Download the zip-file Introduction-to-Biostatistics. There, you will find:
Note: When you have a designated RProj Project, open that first before opening and running your RScript. This will avoid having to set a working directory (see below).
There are so many ways to read in (i.e. import) your data; everyone has a different preference.

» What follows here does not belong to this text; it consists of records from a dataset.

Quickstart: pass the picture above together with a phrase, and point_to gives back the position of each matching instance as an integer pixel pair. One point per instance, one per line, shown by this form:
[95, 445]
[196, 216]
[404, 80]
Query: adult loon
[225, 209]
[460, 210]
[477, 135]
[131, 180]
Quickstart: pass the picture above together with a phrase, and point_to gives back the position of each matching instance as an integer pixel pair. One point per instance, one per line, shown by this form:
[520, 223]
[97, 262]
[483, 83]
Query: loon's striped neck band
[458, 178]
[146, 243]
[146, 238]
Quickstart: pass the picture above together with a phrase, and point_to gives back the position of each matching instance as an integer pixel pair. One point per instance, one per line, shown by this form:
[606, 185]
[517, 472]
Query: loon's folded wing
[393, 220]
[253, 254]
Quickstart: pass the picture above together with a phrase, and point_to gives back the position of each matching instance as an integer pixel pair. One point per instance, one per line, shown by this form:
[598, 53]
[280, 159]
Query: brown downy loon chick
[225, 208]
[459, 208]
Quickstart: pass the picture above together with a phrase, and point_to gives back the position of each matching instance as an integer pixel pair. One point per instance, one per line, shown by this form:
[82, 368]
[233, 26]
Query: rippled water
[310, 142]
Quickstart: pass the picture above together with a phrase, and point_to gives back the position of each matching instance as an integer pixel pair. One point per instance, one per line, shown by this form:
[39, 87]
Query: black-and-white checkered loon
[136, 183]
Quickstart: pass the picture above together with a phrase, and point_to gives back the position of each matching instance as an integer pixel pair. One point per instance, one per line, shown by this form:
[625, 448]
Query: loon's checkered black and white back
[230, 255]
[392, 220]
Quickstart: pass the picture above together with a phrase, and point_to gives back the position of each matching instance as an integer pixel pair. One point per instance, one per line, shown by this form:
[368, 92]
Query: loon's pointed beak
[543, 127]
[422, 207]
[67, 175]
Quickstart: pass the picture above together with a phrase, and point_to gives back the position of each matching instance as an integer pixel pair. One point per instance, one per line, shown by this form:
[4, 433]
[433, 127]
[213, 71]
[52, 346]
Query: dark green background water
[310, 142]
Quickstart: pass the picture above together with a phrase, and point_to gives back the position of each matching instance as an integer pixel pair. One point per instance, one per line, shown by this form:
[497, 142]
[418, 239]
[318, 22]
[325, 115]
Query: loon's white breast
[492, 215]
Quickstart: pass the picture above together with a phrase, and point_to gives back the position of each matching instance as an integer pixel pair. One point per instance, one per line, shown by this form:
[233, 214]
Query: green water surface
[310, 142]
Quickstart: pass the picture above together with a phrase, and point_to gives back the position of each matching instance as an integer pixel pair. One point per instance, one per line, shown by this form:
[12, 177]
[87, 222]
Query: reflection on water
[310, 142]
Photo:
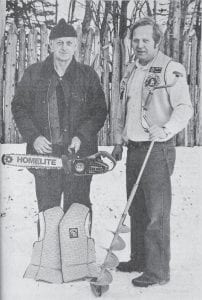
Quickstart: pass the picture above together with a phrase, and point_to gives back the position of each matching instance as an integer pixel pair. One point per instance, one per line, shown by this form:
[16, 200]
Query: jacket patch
[152, 81]
[73, 233]
[155, 69]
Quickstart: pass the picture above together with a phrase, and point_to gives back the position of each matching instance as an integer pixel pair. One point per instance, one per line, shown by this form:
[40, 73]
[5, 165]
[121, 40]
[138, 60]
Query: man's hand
[157, 133]
[42, 145]
[117, 152]
[75, 144]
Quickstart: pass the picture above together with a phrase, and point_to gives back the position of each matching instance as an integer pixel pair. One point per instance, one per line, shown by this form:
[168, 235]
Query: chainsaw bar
[90, 165]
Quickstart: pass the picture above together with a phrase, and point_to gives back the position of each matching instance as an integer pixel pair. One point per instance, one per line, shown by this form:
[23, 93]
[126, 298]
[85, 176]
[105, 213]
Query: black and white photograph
[101, 149]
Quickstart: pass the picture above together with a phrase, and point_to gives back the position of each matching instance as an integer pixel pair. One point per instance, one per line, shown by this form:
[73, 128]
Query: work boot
[46, 261]
[130, 266]
[77, 248]
[146, 280]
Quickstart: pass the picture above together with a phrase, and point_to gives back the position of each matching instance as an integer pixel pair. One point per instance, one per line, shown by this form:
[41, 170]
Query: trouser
[50, 184]
[150, 209]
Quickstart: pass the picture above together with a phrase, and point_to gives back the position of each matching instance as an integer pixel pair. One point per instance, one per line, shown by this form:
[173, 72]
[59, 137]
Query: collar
[147, 66]
[48, 68]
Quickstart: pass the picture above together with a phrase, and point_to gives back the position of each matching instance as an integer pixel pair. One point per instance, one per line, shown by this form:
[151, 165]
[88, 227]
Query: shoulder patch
[151, 81]
[155, 69]
[73, 233]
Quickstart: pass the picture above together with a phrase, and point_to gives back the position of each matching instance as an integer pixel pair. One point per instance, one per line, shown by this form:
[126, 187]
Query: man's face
[63, 48]
[143, 44]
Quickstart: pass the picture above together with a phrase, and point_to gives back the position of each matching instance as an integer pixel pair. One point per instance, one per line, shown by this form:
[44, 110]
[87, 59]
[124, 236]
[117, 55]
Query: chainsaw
[98, 163]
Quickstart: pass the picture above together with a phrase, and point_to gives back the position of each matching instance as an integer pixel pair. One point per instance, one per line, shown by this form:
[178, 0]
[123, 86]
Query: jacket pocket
[170, 154]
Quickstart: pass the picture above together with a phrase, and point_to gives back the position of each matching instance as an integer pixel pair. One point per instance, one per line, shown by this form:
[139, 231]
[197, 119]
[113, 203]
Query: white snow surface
[18, 232]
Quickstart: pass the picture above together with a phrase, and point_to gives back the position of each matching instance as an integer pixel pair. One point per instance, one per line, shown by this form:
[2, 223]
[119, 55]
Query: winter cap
[62, 29]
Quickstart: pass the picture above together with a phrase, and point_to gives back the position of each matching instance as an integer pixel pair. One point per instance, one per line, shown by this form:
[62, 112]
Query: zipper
[49, 112]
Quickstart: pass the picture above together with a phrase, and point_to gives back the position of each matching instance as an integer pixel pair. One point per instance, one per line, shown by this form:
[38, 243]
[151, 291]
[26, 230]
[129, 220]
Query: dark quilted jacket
[84, 98]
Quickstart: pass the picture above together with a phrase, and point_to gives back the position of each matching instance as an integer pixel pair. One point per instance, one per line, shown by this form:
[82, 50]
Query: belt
[146, 144]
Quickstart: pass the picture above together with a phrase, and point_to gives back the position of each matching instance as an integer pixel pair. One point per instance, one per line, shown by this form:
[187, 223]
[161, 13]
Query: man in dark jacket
[59, 106]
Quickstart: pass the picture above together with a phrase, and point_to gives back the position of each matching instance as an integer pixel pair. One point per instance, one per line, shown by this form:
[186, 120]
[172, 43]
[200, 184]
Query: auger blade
[118, 244]
[124, 229]
[111, 261]
[105, 278]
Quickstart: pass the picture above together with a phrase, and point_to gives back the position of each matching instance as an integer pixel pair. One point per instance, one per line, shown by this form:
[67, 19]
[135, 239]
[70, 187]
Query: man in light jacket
[147, 113]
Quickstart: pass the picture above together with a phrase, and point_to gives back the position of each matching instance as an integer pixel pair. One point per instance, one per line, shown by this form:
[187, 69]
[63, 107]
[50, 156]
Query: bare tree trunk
[2, 30]
[115, 17]
[115, 87]
[87, 17]
[123, 19]
[104, 24]
[176, 29]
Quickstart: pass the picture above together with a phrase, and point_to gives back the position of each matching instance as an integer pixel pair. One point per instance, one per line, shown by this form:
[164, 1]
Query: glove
[117, 152]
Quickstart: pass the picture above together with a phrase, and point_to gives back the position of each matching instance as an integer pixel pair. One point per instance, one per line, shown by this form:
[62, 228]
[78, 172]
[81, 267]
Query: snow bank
[18, 232]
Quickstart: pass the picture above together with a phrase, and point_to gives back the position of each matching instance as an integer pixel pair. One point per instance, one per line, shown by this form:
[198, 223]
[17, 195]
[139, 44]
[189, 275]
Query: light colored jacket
[168, 107]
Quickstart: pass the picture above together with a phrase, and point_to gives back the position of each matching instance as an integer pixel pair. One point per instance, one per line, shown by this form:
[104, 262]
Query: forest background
[103, 35]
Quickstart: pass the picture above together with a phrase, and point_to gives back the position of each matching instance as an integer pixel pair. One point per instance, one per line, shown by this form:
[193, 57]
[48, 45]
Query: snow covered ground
[18, 232]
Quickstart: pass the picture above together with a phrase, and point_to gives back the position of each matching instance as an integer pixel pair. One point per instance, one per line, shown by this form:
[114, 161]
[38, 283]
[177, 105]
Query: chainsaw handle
[107, 155]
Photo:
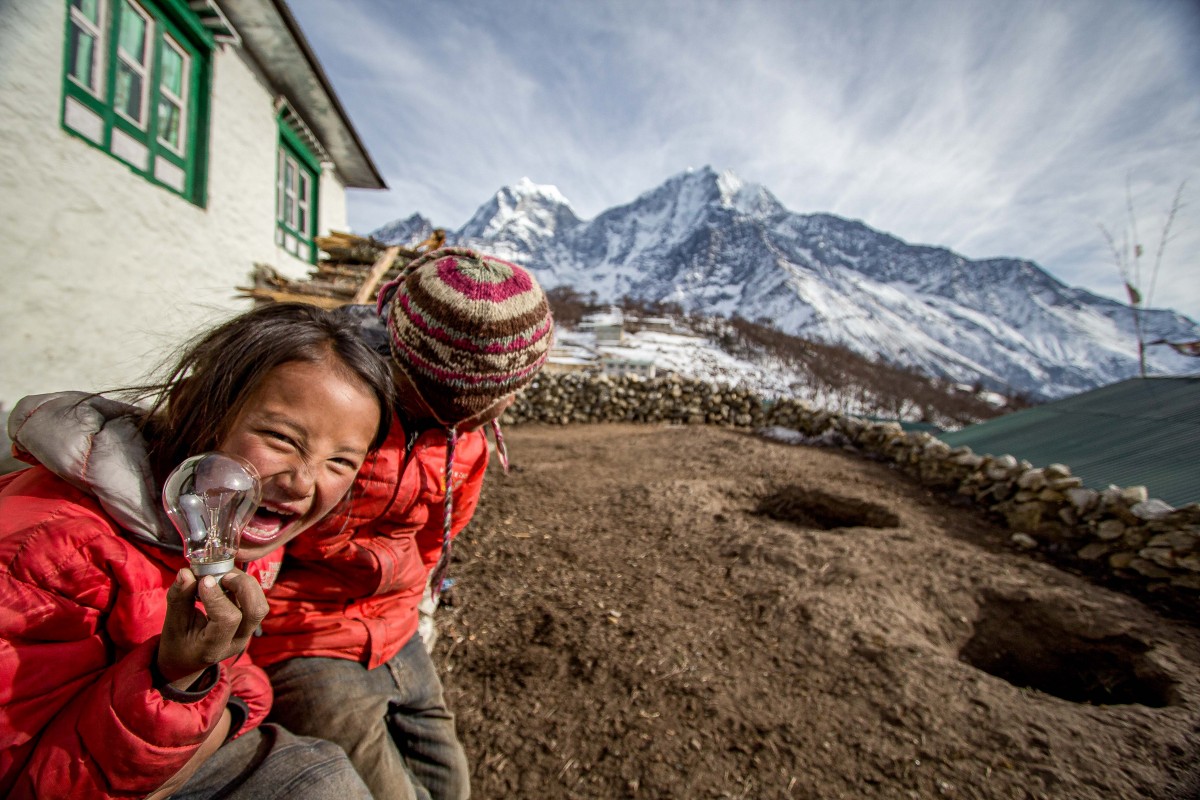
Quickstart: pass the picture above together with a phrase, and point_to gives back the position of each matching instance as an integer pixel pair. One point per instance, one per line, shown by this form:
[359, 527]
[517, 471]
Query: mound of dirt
[693, 612]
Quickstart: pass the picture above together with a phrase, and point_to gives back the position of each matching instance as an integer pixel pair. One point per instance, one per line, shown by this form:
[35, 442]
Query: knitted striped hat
[467, 329]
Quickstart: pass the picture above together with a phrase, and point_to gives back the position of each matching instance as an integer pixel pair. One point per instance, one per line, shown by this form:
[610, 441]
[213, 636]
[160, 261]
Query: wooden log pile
[351, 271]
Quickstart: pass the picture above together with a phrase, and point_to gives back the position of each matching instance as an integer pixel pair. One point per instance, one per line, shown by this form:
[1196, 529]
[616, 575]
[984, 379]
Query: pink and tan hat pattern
[467, 329]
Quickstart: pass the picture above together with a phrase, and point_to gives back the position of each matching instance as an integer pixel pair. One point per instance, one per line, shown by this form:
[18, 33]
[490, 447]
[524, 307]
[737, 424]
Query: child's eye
[280, 437]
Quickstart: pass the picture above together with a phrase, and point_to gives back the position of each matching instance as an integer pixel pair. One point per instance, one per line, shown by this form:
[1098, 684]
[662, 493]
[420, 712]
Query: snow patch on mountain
[719, 246]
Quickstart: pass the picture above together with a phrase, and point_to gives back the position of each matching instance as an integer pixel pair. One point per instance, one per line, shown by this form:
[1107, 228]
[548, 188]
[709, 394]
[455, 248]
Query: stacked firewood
[352, 270]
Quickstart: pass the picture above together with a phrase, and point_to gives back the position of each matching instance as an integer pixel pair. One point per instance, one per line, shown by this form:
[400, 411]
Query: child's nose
[297, 480]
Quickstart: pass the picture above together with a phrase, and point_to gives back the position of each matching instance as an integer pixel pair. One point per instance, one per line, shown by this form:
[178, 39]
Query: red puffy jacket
[349, 588]
[81, 611]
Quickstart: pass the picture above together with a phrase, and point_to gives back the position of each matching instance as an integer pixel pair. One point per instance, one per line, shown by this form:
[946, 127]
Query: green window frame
[297, 185]
[137, 84]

Now try reading in the csv file (cmd/ctl+enter):
Note: I named this file in RStudio as “df” but you can name it anything you want (no spaces). Maybe one time you notice a formatting issue with the excel file; you can always go back to your excel, fix the issue, and rerun this bit of code. R will automatically replace the old “data” file with this new one. If you want to reimport but KEEP the old copy, just rename the data in RStudio (i.e. read in “data2”)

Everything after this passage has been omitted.